CPS also “highly” recommends that LSCs and school leaders host town hall discussions with parents, students and community members to get their input before making any SRO decision.

“The goal,” the district described under its “recommended” process, “is to engage as many members of the school community as possible.”

Included in the tool kit is an FAQ, a list of key dates and samples of research on the effects of officers in schools. CPS also provided an optional SRO decision process template with sample questions such as: “What is our desired future state of safety at our school?” “How are we doing towards achieving that goal today?” and “How does the presence of SROs support or detract from the school in achieving their defined goal?”

There are currently 144 school resource officers assigned to CPS schools, according to the Chicago Board of Education, as well as 48 mobile school officers and 22 staff sergeants.
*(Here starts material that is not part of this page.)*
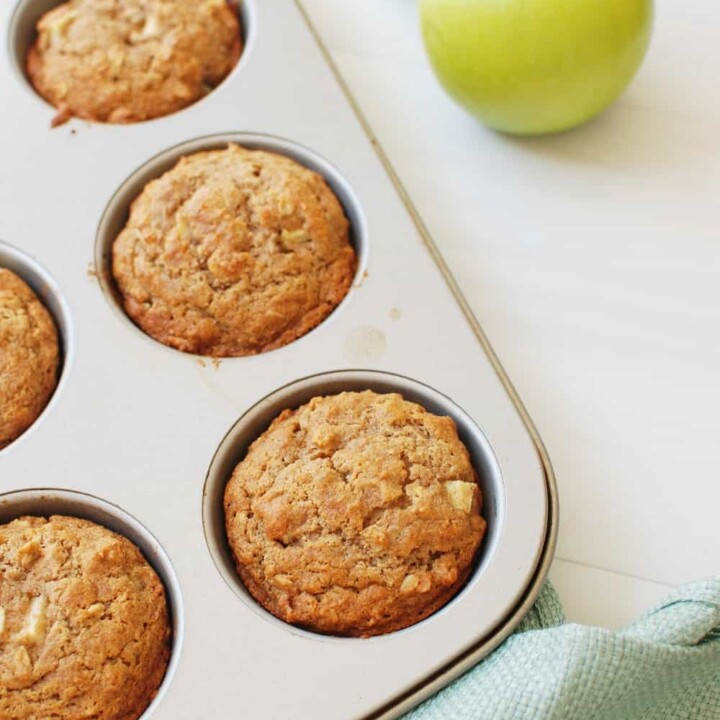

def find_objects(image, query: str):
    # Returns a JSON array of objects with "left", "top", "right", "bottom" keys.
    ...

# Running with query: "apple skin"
[{"left": 419, "top": 0, "right": 653, "bottom": 135}]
The Board of Education last month voted 4-3 against a motion to terminate the district’s $33 million contract with the Chicago Police Department to provide SROs. CPS leaders and Mayor Lori Lightfoot said that decision is better left to individual LSCs, who they said are more in tune with the needs of their own school communities.

LSCs have until Aug. 15 to make those decisions, though concerns have arisen about transparency, their voting authority and, in some cases, their capacity to even reach a quorum.
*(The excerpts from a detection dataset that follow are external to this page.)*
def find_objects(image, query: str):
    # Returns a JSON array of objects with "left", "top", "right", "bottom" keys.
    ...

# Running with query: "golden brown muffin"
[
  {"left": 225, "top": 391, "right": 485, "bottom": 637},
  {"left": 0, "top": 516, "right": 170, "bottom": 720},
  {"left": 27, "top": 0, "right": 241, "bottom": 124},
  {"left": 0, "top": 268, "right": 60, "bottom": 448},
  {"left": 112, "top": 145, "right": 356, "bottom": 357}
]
Already the LSC at one school, Northside College Prep, has voted to end its SRO program. The LSC at another school, Clemente High School, also voted to remove its SROs, though this was an “advisory” vote, and the LSC will have to reconvene for a final vote sometime later.

Multiple other LSCs have voted to maintain their SRO programs. One of those schools is Marshall High School, where last year, two officers dragged a 16-year-old girl down a flight of stairs and used a Taser on her in a highly publicized incident.

Schools that do continue to use resource officers are asked by CPS to review the effectiveness of those programs on a quarterly basis.

Cities including Denver, Milwaukee and Seattle have moved to terminate their school districts’ contracts with local police departments in the wake of the police killing of George Floyd in Minneapolis.

The Board of Education for west suburban Oak Park and River Forest High School also voted last week to eliminate its SRO position and instead use those funds to hire a new social worker.

Students and activist groups in Chicago have called for CPS to follow suit, with many saying that having SROs in their schools makes them feel less safe and strengthens the school-to-prison pipeline, while the money spent on those positions could instead be used to hire nurses, counselors, case managers and other wraparound services.

“For a lot of people in this country and especially within this city, cops don’t represent safety,” Elias Decker, a leader of CPS Alumni for Abolition, told WTTW News. “Just the presence of them there, in a lot of cases, adds a level of tension that inhibits … really what schools should be.”

While the board last month opted against ending its intergovernmental agreement with the police department, it is expected to vote again next month – possibly at its Aug. 26 meeting – on whether or not to renew that deal for another school year.

The district said it improved that agreement last year by codifying SRO’s specific roles and responsibilities and allowing principals to participate in the selection process of the SROs at their schools.

But in a 2018 audit, Chicago Inspector General Joseph Ferguson reported the SRO program was so poorly run that it increased the “probability that students are unnecessarily becoming involved in the criminal justice system.”

He told Chicago aldermen earlier this month that the city failed to act following this report, and claimed the CPD and the city “used the consent decree as a shield to slow readily achievable reform that they acknowledged was needed.”

“CPD’s failure to act more expeditiously,” he said, “left students, teachers, parents and community stakeholders without the protections and assurances of an appropriate school safety program for another entire school year.”